How can I read multiple csv files from within multiple zip files with sometimes different columns using R fread?

Question 1

I'm trying to read in a lot of data as efficiently as possible; the data are in about 1,400 CSV files within 6 individual ZIP files. The CSV files are all similar timeseries data with the same columns, except some CSV files have an extra column ("yield_c" in this example). I need to import all data and would prefer to not unzip the ZIP files. I've had success with a few approaches but both have their problems; we'll call them A and B. Approach A seems to run much faster than B, but it is adding each CSV header as a new data row and (likely related) is causing all columns to be read as character. Approach B processes the full dataset correctly but is abominably slow.

Any tips on coding this better for efficiency and a proper data pull?
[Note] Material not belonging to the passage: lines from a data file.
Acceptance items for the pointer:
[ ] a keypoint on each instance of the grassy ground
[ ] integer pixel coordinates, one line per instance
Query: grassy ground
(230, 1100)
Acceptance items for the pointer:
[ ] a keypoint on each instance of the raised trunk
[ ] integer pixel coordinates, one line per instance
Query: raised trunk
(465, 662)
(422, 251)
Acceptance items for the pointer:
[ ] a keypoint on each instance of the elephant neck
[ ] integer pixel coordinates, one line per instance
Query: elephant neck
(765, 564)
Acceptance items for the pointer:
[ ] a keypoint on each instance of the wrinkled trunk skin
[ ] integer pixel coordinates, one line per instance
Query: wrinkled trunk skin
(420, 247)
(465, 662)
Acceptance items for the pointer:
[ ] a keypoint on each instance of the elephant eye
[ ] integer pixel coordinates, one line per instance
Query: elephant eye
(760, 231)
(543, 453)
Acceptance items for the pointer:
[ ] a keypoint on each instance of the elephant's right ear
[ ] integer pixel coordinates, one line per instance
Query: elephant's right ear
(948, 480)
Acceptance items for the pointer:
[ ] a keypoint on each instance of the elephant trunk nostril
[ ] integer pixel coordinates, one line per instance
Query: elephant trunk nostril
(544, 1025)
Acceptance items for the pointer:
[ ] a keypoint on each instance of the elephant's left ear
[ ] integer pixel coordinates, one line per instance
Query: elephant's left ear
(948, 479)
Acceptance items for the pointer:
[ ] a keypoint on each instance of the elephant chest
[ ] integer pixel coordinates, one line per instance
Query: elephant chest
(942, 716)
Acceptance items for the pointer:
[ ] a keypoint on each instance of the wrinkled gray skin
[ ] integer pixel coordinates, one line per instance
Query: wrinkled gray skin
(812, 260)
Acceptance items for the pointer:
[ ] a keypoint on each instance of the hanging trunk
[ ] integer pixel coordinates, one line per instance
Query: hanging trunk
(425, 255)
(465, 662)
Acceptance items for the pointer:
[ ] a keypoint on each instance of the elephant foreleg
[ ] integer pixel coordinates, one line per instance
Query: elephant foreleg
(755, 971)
I think I am missing something simple about how freadr processes the cmd input but I can't figure out how to make approach A work correctly without adding the header rows every time.

Here is a sample dataset of "only" 240 CSV files among 6 ZIP files with my two data processor functions datprocessorA() and datprocessorB(). Currently (for me) approach A takes a few seconds and approach B takes 2.5 minutes.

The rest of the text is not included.